Tidak ada ruang kewenangan bagi mereka untuk benar-benar memastikan penggunaan antibiotik yang aman. Siapa yang membuat regulasinya?
4. Kurang bahkan tidak Ada Infrastruktur Diagnostik di Fasilitas Pelayanan Kesehatan: Uji kultur? Antibiogram? Lupakan saja.
Dengan fasilitas diagnostik yang minim, dokter dan apoteker dipaksa menebak-nebak dalam memberikan antibiotik.
Solusi: Membangun Sistem, Bukan Mencari Kambing Hitam
Jika Indonesia benar-benar serius ingin mengendalikan resistensi antimikroba, tirulah Belanda dan penuhi rekomendasi WHO.
Berikut ini adalah saran langkah-langkah yang dapat diambil berdasarkan praktik terbaik dan pembaruan terkini dari Belanda:
1. Regulasi yang Serius, Bukan Main-Mainan
Mulailah dengan menutup semua jalur distribusi antibiotik ilegal. Tidak ada lagi tempat liar dan ilegal atau penjualan online bebas.
Wajibkan penulisan resep Antibiotik yang valid dan benar, tak boleh ada penyerahan langsung antibiotik ataupun resep formalitas. Regulasi harus diterapkan tanpa pandang bulu.
2. Peran Apoteker sebagai Penjaga Utama
Berdayakan apoteker untuk memeriksa dan memvalidasi resep antibiotik. Mereka harus memiliki otoritas untuk menolak resep yang tidak rasional.
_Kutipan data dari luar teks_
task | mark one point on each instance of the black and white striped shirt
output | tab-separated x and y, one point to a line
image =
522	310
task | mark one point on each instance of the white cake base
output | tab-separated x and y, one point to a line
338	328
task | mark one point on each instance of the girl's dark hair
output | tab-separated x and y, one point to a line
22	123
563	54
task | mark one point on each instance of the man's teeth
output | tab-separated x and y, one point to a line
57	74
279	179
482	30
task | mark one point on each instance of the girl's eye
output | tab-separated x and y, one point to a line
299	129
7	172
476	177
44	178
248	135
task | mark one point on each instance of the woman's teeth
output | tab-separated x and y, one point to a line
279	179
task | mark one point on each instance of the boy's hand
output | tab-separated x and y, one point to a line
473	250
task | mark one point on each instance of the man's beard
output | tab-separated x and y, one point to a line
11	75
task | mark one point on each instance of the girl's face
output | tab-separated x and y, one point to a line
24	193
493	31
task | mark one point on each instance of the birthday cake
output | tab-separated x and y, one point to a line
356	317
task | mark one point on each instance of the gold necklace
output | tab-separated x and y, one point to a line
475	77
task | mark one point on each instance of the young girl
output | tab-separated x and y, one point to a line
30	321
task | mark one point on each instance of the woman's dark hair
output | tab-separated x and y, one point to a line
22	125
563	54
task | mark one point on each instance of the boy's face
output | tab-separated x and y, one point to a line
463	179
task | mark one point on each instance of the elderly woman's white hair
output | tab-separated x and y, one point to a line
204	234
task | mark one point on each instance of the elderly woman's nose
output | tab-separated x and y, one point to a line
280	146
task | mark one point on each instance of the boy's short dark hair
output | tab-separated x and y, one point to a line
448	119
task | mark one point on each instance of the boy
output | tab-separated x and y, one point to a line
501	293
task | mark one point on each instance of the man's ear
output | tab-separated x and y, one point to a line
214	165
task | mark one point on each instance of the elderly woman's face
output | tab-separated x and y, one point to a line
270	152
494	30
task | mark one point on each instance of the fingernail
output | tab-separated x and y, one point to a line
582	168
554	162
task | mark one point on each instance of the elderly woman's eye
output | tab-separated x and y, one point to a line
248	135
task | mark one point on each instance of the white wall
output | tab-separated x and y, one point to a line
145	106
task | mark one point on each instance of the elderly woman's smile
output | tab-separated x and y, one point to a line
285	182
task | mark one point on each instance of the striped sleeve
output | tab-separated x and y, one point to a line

Apoteker adalah Tenaga Kesehatan Profesional dalam bidang Kefarmasian, mereka adalah penjaga kesehatan masyarakat.
3. Fasilitas Diagnostik yang Memadai
Pastikan semua fasilitas pelayanan kesehatan memiliki fasilitas tes diagnostik misalnya alat uji kultur dan antibiogram.
Dengan ini, pemberian antibiotik dapat berbasis bukti, bukan sekadar dugaan dan tebakan.
4. Pengendalian Antibiotik di Sektor Hewan
Seperti di Belanda, kurangi penggunaan antibiotik untuk hewan ternak secara signifikan.
Ini tidak hanya membantu mengendalikan resistensi, tetapi juga melindungi rantai makanan manusia.
5. Edukasi Publik yang Konsisten
Masyarakat harus dibuat sadar bahwa antibiotik bukan obat segala penyakit. Kampanye edukasi harus berjalan terus-menerus, bukan hanya saat ada hari peringatan tertentu.
Dengan kesadaran yang tinggi, penggunaan antibiotik yang tidak rasional dapat diminimalisir.
Kesimpulan: Indonesia Perlu Kebijakan "Yang Jujur dan Cerdas"
Belanda membangun sistem yang menempatkan Antibiotik hanya boleh berada di Apotheek, menghargai peran apotheker dan memastikan antibiotik digunakan dengan benar.
Di Indonesia, Apotek resmi terus disalahkan padahal sistem distribusi antibiotik dan obat lainnya memang masih kacau dan semrawut.
Mungkin sudah saatnya berhenti mencari kambing hitam dan mulai menciptakan sistem yang benar-benar efektif melalui regulasi yang jujur dan cerdas juga kolaborasi yang nyata.